Welt : Sexskandal erschüttert katholische Kirche

Die Kirchenzeitung "The Pilot" in Boston erscheint normalerweise in einer Auflage von 5000 Exemplaren. Doch kürzlich kamen die Drucker kaum nach. Über 100 000 Exemplare mussten gedruckt werden, um den Bedarf zu decken. Der Grund für das gewaltige Interesse war ein Kommentar, der an den Grundfesten der katholischen Kirche rüttelt: Er stellte den Zölibat in Frage und brachte die priesterliche Verpflichtung zur Ehelosigkeit sogar mit den ausufernden Sexskandalen in den USA in Verbindung.

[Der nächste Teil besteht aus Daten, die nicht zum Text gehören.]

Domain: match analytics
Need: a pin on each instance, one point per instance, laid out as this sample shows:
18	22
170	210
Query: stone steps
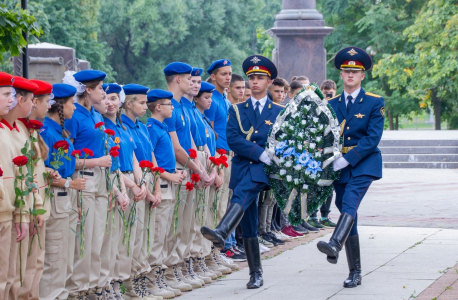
430	154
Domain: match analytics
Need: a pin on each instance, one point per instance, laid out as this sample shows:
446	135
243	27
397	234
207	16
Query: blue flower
304	158
289	152
314	166
280	147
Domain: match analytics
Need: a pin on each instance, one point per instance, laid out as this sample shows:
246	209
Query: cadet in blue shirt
161	107
63	212
83	134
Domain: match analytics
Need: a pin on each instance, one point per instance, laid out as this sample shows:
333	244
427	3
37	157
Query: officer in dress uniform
361	115
247	130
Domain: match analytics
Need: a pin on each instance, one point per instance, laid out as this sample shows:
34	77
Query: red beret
6	79
44	87
24	84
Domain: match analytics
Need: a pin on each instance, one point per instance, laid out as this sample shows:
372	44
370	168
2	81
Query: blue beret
218	64
177	68
259	65
197	72
63	90
206	87
135	89
157	94
352	58
113	88
89	75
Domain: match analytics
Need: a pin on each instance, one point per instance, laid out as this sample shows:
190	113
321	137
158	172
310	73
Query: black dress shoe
253	255
268	238
228	223
354	262
275	239
339	236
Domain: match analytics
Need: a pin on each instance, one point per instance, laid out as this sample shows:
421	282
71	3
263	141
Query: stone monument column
299	33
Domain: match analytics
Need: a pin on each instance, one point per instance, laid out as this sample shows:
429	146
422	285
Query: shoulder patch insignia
373	95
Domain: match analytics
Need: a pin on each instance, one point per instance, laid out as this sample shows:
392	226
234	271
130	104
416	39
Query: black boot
354	261
338	238
230	220
253	256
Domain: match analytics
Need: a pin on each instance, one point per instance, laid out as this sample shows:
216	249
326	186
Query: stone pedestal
48	62
299	33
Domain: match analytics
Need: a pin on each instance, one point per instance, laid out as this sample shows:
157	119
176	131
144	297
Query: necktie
350	103
256	110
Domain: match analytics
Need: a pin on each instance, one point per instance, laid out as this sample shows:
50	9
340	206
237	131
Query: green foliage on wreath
299	149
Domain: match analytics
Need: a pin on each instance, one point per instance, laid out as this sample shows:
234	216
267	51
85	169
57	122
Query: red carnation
20	160
109	132
34	124
221	152
189	186
159	169
195	177
192	153
76	153
88	152
61	144
146	164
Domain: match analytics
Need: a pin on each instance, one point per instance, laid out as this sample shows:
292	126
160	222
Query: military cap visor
353	58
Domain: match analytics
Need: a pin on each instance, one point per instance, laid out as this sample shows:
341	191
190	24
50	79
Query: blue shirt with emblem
125	161
217	113
137	130
162	142
192	111
82	129
52	133
180	123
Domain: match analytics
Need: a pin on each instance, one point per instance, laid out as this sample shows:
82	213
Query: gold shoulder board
373	95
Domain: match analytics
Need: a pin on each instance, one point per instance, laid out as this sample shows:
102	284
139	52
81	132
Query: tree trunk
390	120
437	110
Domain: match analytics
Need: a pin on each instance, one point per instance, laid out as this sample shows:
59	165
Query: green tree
429	73
13	21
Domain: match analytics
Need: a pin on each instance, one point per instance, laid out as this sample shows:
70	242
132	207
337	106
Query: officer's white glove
265	158
340	163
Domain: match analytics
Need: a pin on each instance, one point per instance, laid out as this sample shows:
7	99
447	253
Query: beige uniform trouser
195	244
164	217
5	242
86	270
223	195
176	243
123	260
110	241
57	256
13	282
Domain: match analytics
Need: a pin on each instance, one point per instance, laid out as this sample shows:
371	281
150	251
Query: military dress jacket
362	130
248	139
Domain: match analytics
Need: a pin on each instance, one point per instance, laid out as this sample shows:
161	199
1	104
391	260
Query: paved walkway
398	263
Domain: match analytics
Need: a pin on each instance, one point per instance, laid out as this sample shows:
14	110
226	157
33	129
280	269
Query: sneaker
275	239
264	242
328	223
309	227
268	238
315	223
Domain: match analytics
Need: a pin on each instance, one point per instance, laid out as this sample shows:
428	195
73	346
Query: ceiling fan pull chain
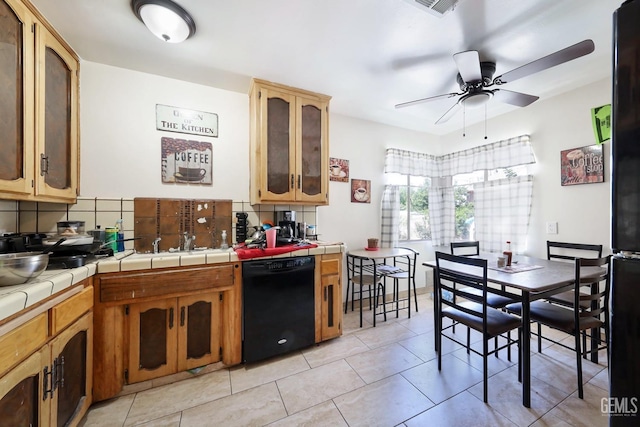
464	121
485	121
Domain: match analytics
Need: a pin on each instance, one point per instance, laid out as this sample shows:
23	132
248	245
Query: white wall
120	153
555	124
120	146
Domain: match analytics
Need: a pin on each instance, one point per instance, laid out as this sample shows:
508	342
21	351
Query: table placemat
515	268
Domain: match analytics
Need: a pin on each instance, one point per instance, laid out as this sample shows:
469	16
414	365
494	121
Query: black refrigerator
624	317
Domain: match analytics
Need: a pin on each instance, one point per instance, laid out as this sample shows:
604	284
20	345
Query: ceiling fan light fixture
476	99
165	19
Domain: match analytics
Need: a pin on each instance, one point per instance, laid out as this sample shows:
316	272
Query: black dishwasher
278	306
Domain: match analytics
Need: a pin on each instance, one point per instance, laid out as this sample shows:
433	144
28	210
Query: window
463	194
414	207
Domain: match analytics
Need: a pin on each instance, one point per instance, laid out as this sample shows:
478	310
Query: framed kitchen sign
583	165
175	119
360	191
186	162
338	169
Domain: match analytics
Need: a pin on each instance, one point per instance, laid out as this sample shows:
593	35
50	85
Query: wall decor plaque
186	162
175	119
338	170
583	165
360	191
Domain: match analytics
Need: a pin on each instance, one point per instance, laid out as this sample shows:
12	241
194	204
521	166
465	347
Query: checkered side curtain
502	211
441	211
502	154
390	207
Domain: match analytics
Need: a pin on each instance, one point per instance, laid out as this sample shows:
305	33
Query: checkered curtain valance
502	207
502	154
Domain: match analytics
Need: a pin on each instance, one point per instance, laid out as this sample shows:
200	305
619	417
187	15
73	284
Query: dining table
530	279
380	263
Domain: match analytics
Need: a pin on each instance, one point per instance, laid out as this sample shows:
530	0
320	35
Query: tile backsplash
41	217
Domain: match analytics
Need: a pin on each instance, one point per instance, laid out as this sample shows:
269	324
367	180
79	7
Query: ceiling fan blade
431	98
468	63
567	54
450	113
514	98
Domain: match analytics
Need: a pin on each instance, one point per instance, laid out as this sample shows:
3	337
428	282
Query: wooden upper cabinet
16	76
39	104
56	113
289	145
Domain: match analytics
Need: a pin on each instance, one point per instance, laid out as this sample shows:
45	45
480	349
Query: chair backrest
596	286
571	251
407	263
359	270
468	272
466	248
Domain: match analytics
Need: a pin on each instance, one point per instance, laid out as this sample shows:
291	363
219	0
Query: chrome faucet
188	241
155	245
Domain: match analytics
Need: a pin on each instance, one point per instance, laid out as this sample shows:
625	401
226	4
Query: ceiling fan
476	77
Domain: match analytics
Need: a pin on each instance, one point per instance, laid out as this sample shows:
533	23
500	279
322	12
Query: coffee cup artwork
338	170
186	162
360	191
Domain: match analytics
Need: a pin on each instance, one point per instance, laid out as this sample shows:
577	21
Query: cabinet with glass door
39	107
289	145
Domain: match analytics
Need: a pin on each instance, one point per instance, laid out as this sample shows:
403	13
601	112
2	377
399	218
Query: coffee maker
287	222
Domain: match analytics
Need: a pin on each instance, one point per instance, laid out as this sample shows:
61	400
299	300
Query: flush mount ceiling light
165	19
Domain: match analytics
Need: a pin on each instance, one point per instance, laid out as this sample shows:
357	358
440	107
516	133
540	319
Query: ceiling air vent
435	7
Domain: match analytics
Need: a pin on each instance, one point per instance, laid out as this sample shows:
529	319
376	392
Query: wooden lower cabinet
152	323
52	387
329	297
172	335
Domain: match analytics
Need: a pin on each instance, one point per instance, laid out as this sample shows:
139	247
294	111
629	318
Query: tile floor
382	376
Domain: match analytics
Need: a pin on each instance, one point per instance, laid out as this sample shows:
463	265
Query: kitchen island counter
15	299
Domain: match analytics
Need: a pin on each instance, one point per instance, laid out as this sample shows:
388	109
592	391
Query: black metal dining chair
494	299
470	309
575	320
569	252
408	267
358	276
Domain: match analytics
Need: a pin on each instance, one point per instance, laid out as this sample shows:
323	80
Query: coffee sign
583	165
186	162
174	119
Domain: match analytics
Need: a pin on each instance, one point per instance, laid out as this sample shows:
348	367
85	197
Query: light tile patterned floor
382	376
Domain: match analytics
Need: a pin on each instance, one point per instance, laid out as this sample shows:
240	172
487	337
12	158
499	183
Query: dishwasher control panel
287	263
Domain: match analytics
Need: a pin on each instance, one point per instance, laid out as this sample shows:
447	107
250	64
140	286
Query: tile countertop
19	297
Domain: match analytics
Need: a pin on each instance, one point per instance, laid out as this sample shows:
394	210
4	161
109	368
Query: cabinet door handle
59	373
44	165
46	374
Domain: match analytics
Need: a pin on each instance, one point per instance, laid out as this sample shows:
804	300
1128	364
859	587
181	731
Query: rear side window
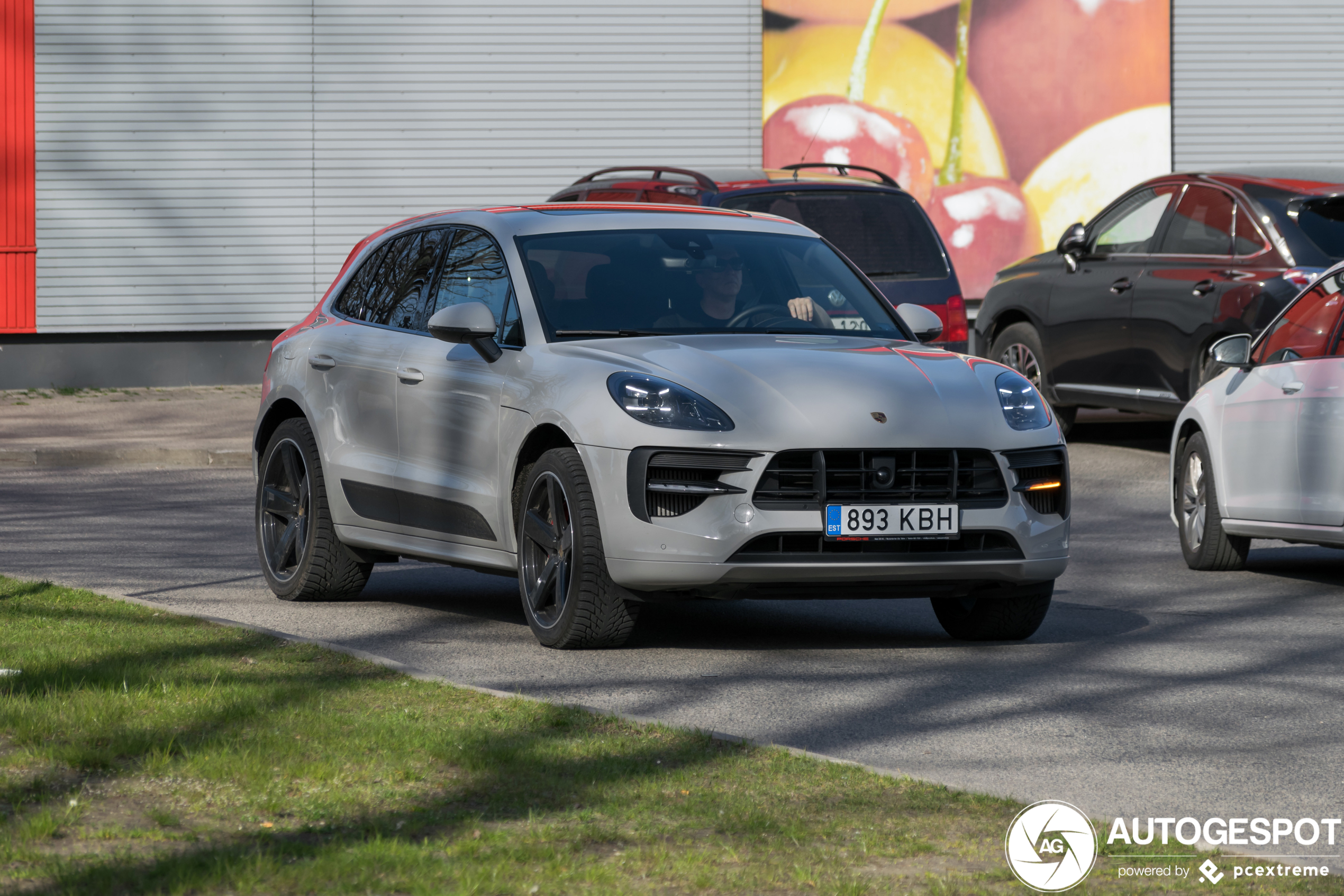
1202	225
1246	240
351	303
474	272
885	234
1323	222
1308	328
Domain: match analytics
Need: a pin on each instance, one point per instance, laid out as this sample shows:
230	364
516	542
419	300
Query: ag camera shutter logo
1050	847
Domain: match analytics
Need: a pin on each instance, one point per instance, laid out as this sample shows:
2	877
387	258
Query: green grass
143	753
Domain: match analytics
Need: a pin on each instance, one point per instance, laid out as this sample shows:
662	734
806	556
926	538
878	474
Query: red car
870	220
1123	312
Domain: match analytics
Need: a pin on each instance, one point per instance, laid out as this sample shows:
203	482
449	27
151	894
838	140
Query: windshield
884	233
629	282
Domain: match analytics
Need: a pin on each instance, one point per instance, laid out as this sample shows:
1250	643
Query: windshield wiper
608	332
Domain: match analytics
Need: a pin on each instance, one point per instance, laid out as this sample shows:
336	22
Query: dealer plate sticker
892	520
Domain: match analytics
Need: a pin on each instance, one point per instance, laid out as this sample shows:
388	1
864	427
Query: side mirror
468	323
1073	245
921	322
1233	351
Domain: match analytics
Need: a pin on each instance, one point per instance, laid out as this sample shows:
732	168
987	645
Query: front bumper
694	554
834	579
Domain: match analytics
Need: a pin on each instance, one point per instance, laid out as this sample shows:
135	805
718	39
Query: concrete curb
21	459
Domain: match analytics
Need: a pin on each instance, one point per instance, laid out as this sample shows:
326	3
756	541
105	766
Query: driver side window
1129	227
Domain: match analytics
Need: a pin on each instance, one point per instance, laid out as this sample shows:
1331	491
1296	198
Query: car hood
828	391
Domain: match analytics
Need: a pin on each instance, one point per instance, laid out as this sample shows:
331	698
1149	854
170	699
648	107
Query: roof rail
843	170
658	173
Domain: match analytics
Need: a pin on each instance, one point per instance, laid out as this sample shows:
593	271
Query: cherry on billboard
1009	120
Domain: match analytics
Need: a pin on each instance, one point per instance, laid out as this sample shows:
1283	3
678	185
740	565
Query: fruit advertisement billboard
1009	120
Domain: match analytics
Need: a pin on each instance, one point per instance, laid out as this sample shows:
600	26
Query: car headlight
1023	406
661	404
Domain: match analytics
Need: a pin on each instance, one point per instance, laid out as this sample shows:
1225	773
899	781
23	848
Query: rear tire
995	618
1019	347
1199	520
296	541
569	599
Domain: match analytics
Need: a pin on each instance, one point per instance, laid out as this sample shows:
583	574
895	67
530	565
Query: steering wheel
756	309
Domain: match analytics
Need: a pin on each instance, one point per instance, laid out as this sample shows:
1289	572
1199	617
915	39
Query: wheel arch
280	412
1003	322
538	442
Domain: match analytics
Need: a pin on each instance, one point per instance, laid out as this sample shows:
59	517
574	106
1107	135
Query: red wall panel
18	171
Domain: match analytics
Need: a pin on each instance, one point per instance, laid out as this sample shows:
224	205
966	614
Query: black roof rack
658	173
843	170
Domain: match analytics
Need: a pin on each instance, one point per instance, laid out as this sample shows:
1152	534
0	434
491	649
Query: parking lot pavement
1149	691
191	426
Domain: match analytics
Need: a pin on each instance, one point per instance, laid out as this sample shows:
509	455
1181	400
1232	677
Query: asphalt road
1149	691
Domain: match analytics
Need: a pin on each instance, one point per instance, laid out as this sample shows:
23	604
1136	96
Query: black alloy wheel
287	508
569	599
546	548
1202	538
296	541
1019	347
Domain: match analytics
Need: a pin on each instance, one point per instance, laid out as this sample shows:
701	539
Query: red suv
875	223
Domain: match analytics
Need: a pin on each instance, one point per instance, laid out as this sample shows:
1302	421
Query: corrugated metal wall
205	166
16	168
1257	81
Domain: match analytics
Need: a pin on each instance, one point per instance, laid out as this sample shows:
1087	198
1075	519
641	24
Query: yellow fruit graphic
1097	166
907	74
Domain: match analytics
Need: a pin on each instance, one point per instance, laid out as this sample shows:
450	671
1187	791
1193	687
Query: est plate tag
893	520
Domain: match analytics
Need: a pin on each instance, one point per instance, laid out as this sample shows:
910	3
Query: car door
1086	340
1283	422
351	381
448	407
1179	296
1312	332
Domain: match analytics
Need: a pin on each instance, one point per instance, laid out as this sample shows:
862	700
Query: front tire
1202	538
568	596
300	554
1019	347
995	618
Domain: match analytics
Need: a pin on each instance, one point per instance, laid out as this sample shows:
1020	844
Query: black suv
1121	315
875	223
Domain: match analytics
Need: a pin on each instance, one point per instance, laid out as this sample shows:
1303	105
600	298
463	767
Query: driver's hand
802	308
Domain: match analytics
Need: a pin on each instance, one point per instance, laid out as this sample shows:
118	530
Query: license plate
892	520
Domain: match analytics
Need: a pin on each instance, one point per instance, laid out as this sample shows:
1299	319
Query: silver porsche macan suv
633	404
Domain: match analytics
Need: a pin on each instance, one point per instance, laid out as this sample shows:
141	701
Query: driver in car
720	278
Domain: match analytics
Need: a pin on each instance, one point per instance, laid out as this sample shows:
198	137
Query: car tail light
953	316
1303	277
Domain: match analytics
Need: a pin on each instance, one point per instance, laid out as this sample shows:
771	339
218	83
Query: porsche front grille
807	480
666	483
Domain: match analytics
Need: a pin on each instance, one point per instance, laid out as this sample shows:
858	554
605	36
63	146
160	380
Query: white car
633	404
1258	453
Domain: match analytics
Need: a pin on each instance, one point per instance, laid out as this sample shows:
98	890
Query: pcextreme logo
1050	847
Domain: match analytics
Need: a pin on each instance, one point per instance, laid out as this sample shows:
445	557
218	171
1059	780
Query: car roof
722	179
1297	179
549	218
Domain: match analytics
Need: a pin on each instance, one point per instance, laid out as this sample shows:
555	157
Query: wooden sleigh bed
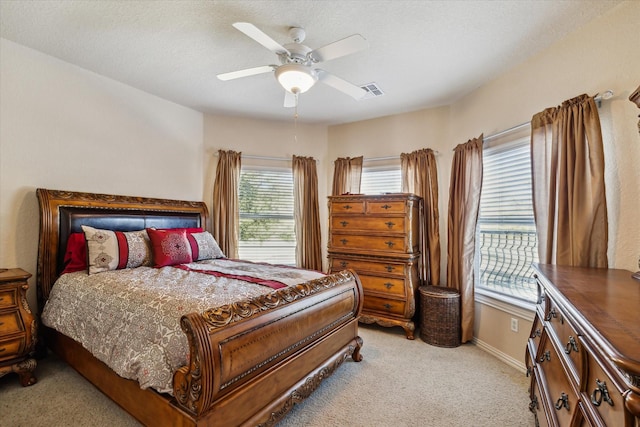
234	376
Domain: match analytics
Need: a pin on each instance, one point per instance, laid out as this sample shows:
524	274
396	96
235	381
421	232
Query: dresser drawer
11	347
354	242
386	285
8	298
567	339
536	334
562	396
10	323
384	305
368	224
385	266
386	207
536	405
603	398
350	207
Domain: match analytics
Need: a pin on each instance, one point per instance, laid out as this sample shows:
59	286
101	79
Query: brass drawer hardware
562	402
601	393
571	345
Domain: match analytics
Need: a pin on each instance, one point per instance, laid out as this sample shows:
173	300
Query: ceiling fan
297	72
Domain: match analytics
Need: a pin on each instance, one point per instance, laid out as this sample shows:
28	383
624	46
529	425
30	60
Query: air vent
372	90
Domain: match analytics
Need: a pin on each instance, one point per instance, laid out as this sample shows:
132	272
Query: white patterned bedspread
130	319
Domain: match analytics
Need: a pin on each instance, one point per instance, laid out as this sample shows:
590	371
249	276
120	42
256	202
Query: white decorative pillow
114	250
207	247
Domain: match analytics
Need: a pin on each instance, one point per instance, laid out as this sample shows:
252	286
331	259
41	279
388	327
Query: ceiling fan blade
340	48
257	34
246	72
290	100
342	85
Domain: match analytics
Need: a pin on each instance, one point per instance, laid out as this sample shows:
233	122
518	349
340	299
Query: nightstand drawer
10	348
10	323
8	298
384	305
385	285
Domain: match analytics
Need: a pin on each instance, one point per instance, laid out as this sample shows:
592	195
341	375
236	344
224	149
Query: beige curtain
464	204
306	213
225	202
568	184
420	177
346	175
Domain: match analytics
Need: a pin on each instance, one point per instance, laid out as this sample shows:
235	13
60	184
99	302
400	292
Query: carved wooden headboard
63	212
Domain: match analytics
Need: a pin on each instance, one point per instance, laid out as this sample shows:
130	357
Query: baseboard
515	363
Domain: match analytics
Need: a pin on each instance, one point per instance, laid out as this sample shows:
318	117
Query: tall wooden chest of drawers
583	354
379	238
18	328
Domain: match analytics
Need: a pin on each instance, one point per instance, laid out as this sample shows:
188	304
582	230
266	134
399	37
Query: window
266	216
377	180
506	242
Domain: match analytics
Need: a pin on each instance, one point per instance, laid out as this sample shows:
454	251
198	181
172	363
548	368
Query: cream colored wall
603	55
393	135
265	138
66	128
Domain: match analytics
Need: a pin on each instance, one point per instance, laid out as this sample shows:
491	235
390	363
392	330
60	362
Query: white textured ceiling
422	53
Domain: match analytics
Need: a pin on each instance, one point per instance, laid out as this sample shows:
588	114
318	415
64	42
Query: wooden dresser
18	330
583	354
379	238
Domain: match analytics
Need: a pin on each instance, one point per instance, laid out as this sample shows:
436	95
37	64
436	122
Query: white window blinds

Der "Pilot" griff damit ein Thema auf, das die Katholiken überall in den USA seit Monaten verunsichert. Seit die Zeitung "Boston Globe" Anfang Januar die ersten Anschuldigungen gegen den Priester John Geoghan erhob, scheint sich der Skandal mit jedem Tag neu auszuweiten. Inzwischen wurde Geoghan, dem sexuelle Belästigung von 130 Jungen vorgeworfen wurde, zu einer mehrjährigen Haftstrafe verurteilt.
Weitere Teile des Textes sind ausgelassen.